Martha Laughinghouse Weiker holding son Charles. Son Walter stands at her side (ca. 1888)
Martha Laughinghouse Weiker was born in 1848 in New Bern, Craven County, North Carolina; the 2nd daughter of Ajax and Elizabeth “Patsy” Godette Laughinghouse. The family of freeborn mulattoes traces its history to Ajax’s great-grandfather, Andrew Laughinghouse, who actually wasn’t a Laughinghouse at all.

Around 1769, a shipwreck occurred along the treacherous shoals of the North Carolina coast. The only survivors of the vessel were a small boy and his small body servant. That child was Andrew, who along with his slave, was taken in by the family of Thomas and Patience Smith Laughinghouse of Beaufort County, North Carolina. When questioning the boy (who must have been well off because he traveled with a servant) neither he nor his servant, due to their young ages, could tell the Laughinghouse family what Andrew’s last name was. Andrew was raised as one of the family and adopted the Laughinghouse surname as his own.
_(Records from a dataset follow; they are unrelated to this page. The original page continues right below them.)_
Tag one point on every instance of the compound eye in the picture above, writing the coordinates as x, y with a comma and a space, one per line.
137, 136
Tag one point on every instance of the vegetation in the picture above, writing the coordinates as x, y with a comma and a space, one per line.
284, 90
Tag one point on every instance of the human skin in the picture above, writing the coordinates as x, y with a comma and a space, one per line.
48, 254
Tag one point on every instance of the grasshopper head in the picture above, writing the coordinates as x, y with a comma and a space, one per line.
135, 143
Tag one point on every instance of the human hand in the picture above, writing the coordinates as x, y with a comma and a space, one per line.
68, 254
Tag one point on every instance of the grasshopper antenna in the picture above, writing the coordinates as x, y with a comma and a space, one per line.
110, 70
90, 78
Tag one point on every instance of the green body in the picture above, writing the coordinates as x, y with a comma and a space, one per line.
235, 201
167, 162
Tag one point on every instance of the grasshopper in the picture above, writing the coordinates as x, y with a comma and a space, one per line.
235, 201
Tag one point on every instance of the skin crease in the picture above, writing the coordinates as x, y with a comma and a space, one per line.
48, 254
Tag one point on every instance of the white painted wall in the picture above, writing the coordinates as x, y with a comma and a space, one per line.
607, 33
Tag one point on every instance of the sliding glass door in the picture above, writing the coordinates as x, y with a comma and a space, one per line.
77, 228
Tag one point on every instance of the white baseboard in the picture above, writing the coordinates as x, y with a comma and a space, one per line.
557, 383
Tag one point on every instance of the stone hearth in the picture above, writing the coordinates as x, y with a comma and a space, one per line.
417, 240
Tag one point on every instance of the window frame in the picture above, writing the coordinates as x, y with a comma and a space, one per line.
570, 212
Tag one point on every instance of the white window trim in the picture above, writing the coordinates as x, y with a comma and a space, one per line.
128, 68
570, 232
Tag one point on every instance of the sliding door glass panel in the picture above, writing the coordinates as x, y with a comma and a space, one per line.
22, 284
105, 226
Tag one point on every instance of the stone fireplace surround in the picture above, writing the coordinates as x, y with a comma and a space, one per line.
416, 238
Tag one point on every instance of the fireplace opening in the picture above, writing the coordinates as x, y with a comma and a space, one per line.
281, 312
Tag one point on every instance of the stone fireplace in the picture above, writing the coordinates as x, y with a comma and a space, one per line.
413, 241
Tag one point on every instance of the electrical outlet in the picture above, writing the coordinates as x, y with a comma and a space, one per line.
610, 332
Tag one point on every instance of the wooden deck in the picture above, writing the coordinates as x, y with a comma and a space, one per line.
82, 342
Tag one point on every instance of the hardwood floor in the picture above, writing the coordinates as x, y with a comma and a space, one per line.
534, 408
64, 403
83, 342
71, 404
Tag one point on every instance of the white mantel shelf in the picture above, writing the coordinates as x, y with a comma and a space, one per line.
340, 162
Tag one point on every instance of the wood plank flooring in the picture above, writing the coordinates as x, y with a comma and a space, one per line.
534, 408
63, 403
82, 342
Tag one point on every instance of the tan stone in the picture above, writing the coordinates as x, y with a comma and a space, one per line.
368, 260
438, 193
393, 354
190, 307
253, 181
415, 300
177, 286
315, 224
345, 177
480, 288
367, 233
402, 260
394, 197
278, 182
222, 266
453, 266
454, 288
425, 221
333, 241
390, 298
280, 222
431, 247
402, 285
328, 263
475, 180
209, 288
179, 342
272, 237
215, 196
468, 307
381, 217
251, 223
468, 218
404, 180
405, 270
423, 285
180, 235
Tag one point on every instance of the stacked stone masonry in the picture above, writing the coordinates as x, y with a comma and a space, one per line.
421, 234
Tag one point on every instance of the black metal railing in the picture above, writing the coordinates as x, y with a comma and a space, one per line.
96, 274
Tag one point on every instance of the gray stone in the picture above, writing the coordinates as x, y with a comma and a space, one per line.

Martha’s oldest family lineage is through her mother’s side, stretching to the saga of Margaret Cornish, who at the age of nine, was kidnapped from her homeland of African Angola in the Mbundu nation within the kingdom of Ndongo and was put aboard a Spanish slave ship. The ship was captured by an English pirate ship that took its selected human cargo to Jamestown in 1619.

Margaret Cornish, along with her generations of descendants, lived their lives through a myriad of changing laws in the English colonies that slowly and blatantly circumvented their rights because of their mixed bloodlines. But they persevered despite difficulties.
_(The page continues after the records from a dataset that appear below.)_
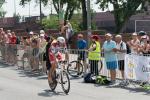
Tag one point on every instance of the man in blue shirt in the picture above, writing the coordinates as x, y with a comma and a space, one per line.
82, 45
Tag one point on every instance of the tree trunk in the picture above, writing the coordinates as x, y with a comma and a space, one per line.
71, 13
84, 15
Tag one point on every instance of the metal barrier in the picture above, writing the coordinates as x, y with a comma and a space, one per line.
137, 68
29, 58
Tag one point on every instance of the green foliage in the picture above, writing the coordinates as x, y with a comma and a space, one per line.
75, 24
123, 10
2, 12
51, 22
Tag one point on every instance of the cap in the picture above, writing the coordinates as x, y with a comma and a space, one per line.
42, 35
134, 34
31, 33
96, 37
9, 33
42, 31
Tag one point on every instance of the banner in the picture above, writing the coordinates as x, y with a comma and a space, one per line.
137, 67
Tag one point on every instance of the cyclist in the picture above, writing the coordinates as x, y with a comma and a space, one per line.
82, 44
57, 46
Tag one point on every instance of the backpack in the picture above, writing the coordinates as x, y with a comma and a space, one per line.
102, 80
17, 41
89, 78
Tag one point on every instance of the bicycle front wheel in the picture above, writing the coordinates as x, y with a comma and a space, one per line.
65, 82
75, 69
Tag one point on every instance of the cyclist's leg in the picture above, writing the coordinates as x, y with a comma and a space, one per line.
51, 72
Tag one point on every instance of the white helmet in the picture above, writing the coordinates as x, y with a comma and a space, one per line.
42, 31
61, 39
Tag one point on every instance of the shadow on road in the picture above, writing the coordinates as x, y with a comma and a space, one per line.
132, 89
49, 93
3, 65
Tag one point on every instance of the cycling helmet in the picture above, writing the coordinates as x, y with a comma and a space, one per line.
61, 39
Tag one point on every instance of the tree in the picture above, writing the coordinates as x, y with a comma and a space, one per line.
122, 10
69, 5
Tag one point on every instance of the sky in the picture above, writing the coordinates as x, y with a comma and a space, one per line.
10, 5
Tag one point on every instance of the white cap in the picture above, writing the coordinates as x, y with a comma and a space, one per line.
134, 34
42, 35
108, 34
31, 33
9, 33
42, 31
119, 36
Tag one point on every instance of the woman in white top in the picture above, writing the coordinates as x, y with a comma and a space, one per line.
134, 43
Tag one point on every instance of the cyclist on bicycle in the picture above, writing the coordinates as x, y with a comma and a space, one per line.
55, 54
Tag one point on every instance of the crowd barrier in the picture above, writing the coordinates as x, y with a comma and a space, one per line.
137, 66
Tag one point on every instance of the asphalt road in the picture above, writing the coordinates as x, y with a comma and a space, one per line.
20, 85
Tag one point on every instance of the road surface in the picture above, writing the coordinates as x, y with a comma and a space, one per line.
19, 85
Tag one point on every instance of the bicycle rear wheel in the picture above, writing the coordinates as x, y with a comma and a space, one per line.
65, 82
75, 69
53, 85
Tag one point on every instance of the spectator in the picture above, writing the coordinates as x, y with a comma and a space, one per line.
94, 54
110, 56
35, 53
42, 46
69, 32
82, 45
134, 43
43, 32
13, 48
121, 51
144, 46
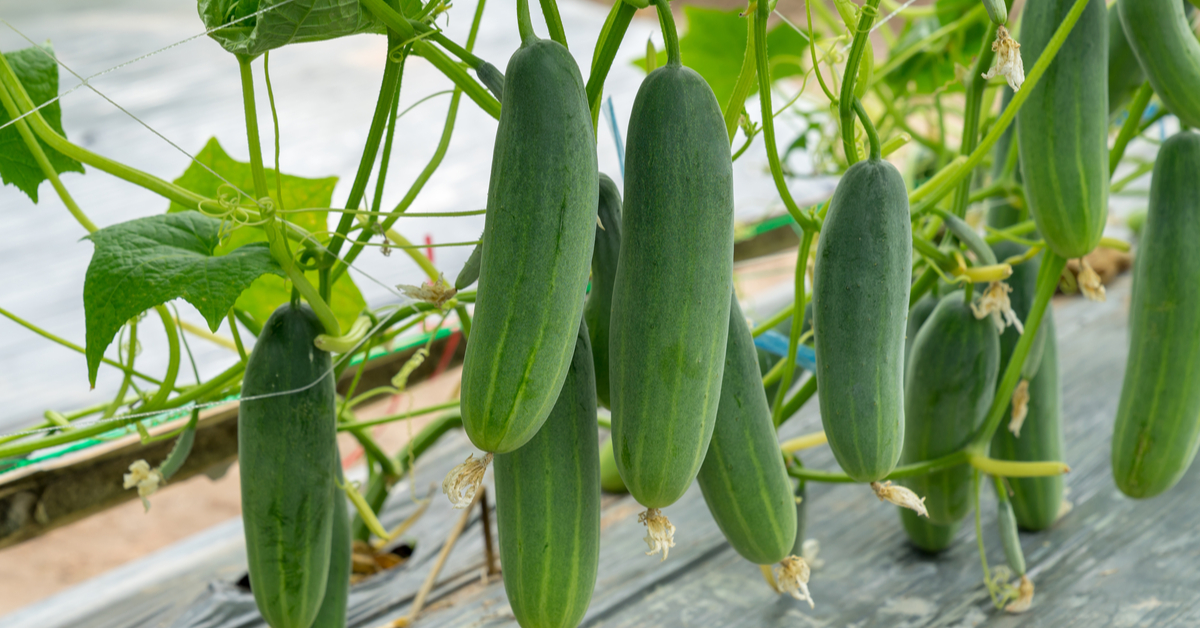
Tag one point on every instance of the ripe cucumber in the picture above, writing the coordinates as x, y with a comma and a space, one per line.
547, 507
671, 299
337, 590
1125, 72
287, 452
1158, 419
1062, 129
604, 271
540, 231
949, 387
859, 305
1168, 51
743, 478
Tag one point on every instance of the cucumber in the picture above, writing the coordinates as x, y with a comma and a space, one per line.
1125, 72
337, 590
604, 271
859, 305
540, 231
927, 536
547, 507
671, 299
287, 452
949, 387
743, 478
1158, 419
1168, 51
1062, 131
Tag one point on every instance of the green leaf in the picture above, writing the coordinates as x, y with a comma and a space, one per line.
150, 261
269, 292
292, 22
715, 42
39, 73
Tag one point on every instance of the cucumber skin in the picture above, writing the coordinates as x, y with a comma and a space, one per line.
540, 231
287, 449
949, 387
547, 507
1158, 419
1062, 129
671, 299
1125, 72
743, 478
604, 271
337, 588
1168, 51
859, 305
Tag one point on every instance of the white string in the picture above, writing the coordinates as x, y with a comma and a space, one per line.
131, 61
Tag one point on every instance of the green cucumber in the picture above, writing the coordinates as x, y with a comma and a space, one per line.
949, 387
1158, 419
743, 478
540, 231
859, 305
1062, 131
671, 299
337, 590
1168, 51
547, 507
287, 452
604, 273
1125, 72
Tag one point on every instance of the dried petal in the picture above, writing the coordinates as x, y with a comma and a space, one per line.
1020, 407
1090, 282
1025, 597
995, 301
147, 480
463, 480
436, 292
792, 575
900, 496
659, 532
1008, 60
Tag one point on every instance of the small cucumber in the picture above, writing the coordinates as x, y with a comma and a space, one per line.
540, 231
547, 506
604, 273
671, 299
743, 478
949, 387
287, 450
859, 305
1158, 419
1062, 131
1168, 51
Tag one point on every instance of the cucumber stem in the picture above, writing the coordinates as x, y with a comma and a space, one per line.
670, 35
846, 100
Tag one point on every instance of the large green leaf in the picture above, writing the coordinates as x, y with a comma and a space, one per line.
715, 41
150, 261
292, 22
269, 292
39, 73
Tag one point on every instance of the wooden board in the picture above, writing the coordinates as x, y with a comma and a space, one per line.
1109, 562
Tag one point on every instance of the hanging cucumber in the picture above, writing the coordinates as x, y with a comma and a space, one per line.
604, 271
1158, 419
547, 507
540, 231
1168, 51
671, 298
287, 452
1062, 129
743, 478
949, 387
859, 305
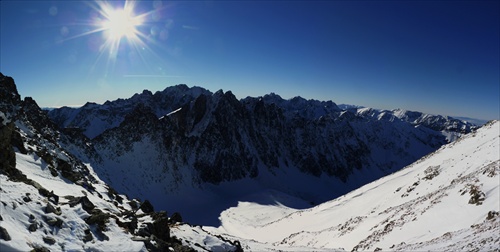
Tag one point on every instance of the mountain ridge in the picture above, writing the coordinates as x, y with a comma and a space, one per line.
183, 139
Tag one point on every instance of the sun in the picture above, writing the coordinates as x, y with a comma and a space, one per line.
119, 23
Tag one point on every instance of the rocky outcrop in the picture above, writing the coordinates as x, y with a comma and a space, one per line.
10, 104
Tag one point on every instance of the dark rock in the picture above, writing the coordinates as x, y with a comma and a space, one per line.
87, 205
26, 199
98, 217
160, 226
50, 208
33, 227
40, 249
4, 234
146, 207
88, 236
176, 217
49, 240
492, 214
144, 229
55, 222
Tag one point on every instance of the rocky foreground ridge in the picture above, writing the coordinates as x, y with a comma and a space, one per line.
51, 201
179, 138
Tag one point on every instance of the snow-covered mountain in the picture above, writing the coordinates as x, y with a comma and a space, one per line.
51, 201
448, 200
253, 169
182, 144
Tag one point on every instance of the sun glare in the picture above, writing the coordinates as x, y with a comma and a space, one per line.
120, 23
123, 31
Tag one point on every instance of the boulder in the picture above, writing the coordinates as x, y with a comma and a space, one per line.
4, 234
146, 207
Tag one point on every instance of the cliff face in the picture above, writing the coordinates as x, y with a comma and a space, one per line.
10, 104
181, 137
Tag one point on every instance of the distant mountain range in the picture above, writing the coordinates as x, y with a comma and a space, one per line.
175, 144
265, 173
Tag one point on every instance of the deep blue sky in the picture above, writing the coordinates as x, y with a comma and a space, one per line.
434, 57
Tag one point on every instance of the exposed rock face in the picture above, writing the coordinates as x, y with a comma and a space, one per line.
10, 104
191, 136
28, 134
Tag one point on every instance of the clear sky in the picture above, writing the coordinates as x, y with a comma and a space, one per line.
429, 56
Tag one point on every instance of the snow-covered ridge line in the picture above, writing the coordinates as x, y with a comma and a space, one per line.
447, 201
213, 138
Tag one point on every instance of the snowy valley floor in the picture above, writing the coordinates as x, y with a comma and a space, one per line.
448, 200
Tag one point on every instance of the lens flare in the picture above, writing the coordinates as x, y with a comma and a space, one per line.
124, 32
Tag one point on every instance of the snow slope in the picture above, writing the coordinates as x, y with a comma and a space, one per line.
51, 201
448, 200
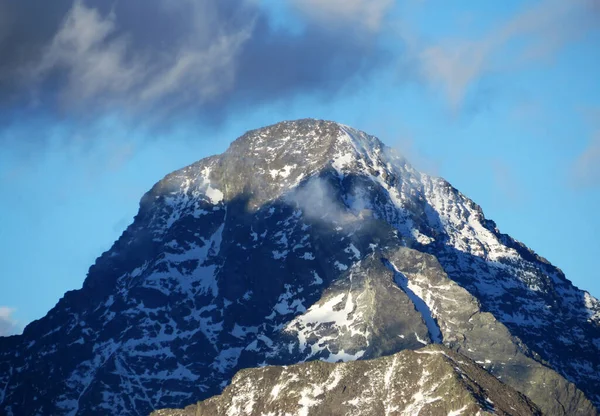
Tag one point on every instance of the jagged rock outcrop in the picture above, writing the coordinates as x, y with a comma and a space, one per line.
306, 240
429, 381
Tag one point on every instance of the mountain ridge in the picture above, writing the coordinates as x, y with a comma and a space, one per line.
190, 283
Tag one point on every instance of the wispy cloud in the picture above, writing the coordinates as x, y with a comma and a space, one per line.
367, 13
159, 60
541, 31
8, 325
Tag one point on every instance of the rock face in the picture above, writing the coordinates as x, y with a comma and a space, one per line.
304, 241
429, 381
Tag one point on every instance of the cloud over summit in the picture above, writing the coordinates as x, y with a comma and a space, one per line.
205, 57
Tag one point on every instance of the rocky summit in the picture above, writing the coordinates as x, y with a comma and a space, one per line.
310, 243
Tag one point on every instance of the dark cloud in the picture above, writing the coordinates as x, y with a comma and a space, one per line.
201, 58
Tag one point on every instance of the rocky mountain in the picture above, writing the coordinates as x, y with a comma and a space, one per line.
429, 381
305, 241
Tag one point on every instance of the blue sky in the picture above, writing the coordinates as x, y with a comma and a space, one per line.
500, 98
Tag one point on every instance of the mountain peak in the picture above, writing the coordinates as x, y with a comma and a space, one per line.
306, 240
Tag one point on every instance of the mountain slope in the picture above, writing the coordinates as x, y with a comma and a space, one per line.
305, 240
429, 381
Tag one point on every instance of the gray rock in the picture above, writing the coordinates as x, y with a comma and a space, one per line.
231, 262
429, 381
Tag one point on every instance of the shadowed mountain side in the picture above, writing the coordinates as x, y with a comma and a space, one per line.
271, 253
In time, laws and events would converge and create a situation for free people of color. Just before the start of the Civil War, unsettled and unsatisfactory conditions relative to slavery as practiced in the South, led to the organization of a group of 60 people who migrated to Ohio. Members settled in Oberlin, Pittsfield, and Kipton in Lorain County, Ohio; Fremont, in Sandusky County, Ohio; and Elmore in Ottawa County, Ohio. Patsy and her daughters eventually settled Fremont around 1863.
703 Ohio Avenue
Fremont, Ohio
1901
Back Row (standing l to r ) Charles Weiker, unknown, Walter Weiker, Sarah Weiker Willey, William Dixon, Clara Weiker Dixon, Charles Cooper, Catherine Weiker Cooper, Gardner Willey
Second Row (seated l to r) unknown, unknown, Philip Weiker, Catherine Smith, Martha Laughinghouse Weiker, daughters of Clara Dixon Weiker, Clara Cooper
First Row (boys seated: l to r) Tom Weiker, Fred Cooper

In 1874, Martha married Philip Weiker at the Four Mile House. Following their marriage they located to a farm in Riley Township. Years later they moved into Fremont, where they built a house on the corner of Ohio Avenue and Mulberry Street. The residence still stands today. Philip and Martha had 10 children of their own. They also raised 2 other children.
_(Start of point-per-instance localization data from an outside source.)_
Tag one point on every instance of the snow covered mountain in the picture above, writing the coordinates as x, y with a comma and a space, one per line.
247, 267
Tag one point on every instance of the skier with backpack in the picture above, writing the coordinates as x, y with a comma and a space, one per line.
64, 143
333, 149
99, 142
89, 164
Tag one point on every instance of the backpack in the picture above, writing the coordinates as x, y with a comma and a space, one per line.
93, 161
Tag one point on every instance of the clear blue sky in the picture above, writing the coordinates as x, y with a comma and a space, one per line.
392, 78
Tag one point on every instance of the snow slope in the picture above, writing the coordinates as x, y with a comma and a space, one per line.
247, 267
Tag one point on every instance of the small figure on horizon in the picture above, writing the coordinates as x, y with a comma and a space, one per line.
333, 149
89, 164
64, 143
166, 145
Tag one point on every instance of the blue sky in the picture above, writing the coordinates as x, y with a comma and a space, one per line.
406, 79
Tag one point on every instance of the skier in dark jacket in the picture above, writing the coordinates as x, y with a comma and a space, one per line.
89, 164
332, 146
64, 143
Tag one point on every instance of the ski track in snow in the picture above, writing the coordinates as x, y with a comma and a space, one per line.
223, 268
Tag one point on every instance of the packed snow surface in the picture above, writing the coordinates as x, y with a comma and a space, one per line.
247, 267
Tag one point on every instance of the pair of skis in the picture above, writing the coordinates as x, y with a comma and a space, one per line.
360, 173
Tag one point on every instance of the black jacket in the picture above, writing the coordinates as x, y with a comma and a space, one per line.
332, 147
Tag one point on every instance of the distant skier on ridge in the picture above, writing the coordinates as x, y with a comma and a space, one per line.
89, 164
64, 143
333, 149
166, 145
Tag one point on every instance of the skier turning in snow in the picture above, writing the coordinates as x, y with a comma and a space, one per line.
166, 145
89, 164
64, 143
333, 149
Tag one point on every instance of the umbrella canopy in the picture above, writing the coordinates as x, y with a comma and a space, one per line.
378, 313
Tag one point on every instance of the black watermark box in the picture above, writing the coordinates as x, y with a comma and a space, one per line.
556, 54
Martha was a devoted member of the A.M.E. Church on Second Street for more than 50 years. She took an active part in church work, becoming an honorary member of the Missionary Society. After living a full life with family and friends, and perhaps, sometimes pondering over the miles and years before and after the migration that brought her family North, she passed away in 1932 at the age of 84.

A version of this article appeared earlier in Lifstyles 2000.